Evidemment sur le papier le résumé fait forcément un peu peur. Un père militaire, une fille qui vire hippie (et qui fume de l’herbe en plus !), ça sent un peu la poussière, la cliché et la querelle intergénérationnelle à deux balles. C’est ce que je me suis dit aussi en lisant les premières pages. Rassurez-vous cependant : le roman bascule très vite vers quelque chose de beaucoup plus intéressant et de bien plus subtil, simplement je ménage l’intrigue.

Le fait est que dans le meilleur des mondes, Elia Kazan aurait été aussi brillant avec un stylo qu’avec une caméra. Las ! nous ne vivons pas dans le meilleur des mondes (mais là je ne vous apprends rien), et il faut bien avouer que le style de Kazan, pour n’en être pas moins totalement lisible et agréable, n’est pas fulgurant. Pas mal de lourdeurs, une tendance à l’éparpillement…

Bien heureusement, le fond tient remarquablement la route. Il se trouve qu’Elia Kazan, immense artiste s’il en est, avait oublié d’écrire comme un dieu mais avait aussi oublié d’être con. De fait, son roman est habilement mené (en l’occurrence c’est le lecteur qui est habilement mené) vers une réflexion incisive sur la société américaine, ses us et coutumes, et bien évidemment (mais ça il ne pouvait pas le deviner en 1972) sur son époque.
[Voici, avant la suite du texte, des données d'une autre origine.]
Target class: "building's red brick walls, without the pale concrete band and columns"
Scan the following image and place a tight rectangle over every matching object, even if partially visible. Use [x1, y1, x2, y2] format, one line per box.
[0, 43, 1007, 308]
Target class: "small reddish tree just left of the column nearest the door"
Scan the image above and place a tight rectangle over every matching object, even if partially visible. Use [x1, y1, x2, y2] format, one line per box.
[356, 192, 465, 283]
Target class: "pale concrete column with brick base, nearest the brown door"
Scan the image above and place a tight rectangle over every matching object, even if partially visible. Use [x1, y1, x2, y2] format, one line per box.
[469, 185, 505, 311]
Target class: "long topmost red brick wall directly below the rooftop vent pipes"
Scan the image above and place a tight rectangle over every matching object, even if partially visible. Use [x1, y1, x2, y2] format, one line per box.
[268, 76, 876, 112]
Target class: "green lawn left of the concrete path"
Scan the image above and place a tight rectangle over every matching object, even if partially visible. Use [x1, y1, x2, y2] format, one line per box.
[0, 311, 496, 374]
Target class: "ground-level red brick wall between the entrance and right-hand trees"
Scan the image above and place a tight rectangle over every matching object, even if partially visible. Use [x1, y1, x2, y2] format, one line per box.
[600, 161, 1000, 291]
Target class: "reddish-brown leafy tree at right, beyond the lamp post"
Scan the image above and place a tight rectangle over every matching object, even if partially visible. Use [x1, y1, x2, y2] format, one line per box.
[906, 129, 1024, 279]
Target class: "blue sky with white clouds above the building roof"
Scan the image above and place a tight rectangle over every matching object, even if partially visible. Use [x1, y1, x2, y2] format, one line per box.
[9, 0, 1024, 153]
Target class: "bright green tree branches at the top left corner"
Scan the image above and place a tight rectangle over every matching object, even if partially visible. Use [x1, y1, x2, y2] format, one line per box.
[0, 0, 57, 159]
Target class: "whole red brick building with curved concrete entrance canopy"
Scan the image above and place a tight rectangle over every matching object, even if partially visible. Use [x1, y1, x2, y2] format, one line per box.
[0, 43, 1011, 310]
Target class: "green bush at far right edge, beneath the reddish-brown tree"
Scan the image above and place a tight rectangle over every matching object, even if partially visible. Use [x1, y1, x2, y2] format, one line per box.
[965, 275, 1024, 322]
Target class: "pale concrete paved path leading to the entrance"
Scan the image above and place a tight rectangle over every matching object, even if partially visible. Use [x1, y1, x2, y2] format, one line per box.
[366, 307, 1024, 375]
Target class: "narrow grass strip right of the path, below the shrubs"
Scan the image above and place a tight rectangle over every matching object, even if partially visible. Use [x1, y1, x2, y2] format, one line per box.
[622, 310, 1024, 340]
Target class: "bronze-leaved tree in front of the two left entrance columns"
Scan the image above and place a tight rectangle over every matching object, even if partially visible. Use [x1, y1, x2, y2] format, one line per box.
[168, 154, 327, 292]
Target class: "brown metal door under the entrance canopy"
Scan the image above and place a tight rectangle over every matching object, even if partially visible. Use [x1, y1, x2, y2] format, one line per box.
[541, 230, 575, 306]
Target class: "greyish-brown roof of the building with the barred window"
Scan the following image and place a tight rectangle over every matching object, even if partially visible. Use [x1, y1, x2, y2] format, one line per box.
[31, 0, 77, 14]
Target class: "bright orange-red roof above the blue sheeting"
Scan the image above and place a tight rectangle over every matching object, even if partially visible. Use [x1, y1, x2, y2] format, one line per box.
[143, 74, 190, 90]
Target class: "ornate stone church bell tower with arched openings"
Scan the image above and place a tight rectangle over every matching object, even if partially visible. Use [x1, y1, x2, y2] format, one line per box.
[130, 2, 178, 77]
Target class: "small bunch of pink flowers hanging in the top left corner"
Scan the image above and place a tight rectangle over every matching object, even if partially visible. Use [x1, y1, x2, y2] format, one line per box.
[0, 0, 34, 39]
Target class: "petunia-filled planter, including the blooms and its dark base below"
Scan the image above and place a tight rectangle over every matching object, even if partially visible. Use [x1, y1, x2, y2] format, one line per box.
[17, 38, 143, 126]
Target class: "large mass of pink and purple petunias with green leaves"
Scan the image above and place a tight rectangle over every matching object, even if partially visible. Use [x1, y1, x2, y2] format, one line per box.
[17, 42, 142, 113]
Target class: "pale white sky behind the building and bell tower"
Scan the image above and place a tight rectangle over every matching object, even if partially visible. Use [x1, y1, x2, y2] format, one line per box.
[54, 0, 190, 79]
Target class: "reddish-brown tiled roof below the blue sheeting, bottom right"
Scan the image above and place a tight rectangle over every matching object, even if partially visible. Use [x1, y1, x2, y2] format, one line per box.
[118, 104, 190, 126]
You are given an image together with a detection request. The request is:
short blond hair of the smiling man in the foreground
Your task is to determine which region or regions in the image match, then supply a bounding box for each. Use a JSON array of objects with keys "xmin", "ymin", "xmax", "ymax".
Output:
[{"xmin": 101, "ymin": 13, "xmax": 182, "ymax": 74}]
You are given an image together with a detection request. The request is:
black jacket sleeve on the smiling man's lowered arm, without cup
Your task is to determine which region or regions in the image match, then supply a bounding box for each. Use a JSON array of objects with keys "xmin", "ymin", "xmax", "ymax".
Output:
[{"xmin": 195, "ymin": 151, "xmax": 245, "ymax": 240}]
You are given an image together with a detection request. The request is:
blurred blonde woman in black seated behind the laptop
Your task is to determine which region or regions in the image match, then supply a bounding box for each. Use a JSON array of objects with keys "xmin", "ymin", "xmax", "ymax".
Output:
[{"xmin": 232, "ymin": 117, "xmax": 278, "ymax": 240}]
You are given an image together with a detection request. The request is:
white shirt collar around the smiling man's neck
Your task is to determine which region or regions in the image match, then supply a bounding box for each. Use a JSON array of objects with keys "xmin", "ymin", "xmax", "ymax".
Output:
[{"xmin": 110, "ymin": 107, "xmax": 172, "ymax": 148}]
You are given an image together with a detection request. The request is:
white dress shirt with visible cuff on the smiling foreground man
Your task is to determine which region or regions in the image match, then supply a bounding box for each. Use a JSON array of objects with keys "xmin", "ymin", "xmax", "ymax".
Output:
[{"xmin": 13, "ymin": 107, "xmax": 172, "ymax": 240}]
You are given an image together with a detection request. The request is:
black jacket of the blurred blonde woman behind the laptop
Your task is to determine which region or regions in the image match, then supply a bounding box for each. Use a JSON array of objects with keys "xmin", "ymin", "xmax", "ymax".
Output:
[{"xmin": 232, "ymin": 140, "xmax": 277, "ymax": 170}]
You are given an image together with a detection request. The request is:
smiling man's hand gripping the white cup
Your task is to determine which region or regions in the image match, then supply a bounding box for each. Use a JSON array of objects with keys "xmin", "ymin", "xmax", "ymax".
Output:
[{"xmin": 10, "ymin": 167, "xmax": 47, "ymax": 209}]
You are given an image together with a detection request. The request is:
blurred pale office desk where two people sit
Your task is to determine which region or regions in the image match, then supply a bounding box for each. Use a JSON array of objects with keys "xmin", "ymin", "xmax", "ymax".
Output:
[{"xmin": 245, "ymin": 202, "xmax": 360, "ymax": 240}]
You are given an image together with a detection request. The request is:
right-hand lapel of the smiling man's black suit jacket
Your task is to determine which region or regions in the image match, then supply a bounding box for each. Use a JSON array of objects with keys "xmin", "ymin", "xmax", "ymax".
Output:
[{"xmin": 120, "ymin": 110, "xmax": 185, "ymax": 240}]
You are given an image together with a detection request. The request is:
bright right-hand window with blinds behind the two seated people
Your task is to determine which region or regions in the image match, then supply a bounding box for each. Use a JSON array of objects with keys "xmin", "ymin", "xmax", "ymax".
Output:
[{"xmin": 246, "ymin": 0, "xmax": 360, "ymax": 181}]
Loin de verser dans le manichéisme bas de plafond, Kazan, si l’on ne doute jamais de ses positions politiques, ne se contente pas d’opposer les gentils hippies aux méchants militaires. Il préfère de loin renvoyer les deux camps dos à dos, plaçant quelques interrogations pertinentes dans la bouche des jeunes fumeurs d’herbe (notamment à propos de la politique guerrière des Etats-Unis, on pouvait difficilement faire plus actuel et de ce point de vue ça n’a pas pris une ride) mais ne manquant pas d’égratigner au passage au passage ces jeunes rêveurs pensant faire la révolution en fumant deux joints, en se promenant à moitié à poil et en recyclant trois citations marxistes mal interprétées. Pas plus qu’il ne ménage ce militaire phallocrate qui mène sa famille à la baguette…

… et comme en plus d’avoir oublié d’être con il a oublié d’être fondamentalement méchant, Kazan parvient à rendre toute cette galerie de personnages terriblement attachante. Pompon sur le chapeau de marin, il évite sans trop se forcer l’écueil du happy-end à trois francs six sous, ce qui ne peut-être qu’appréciable.

En somme ce n’est pas prodigieusement écrit, et dire le contraire serait extrêmement inquiétant. Mais il arrive de temps en temps dans l’histoire de la littérature qu’un fond puissant et bien maîtrisé réussisse à transcender les faiblesses de la forme, et c’est le cas ici. Rien ne vaudra jamais que l’adéquation entre les deux, certes. Ca ne rend pas la lecture de ce livre désagréable pour autant, loin s’en faut.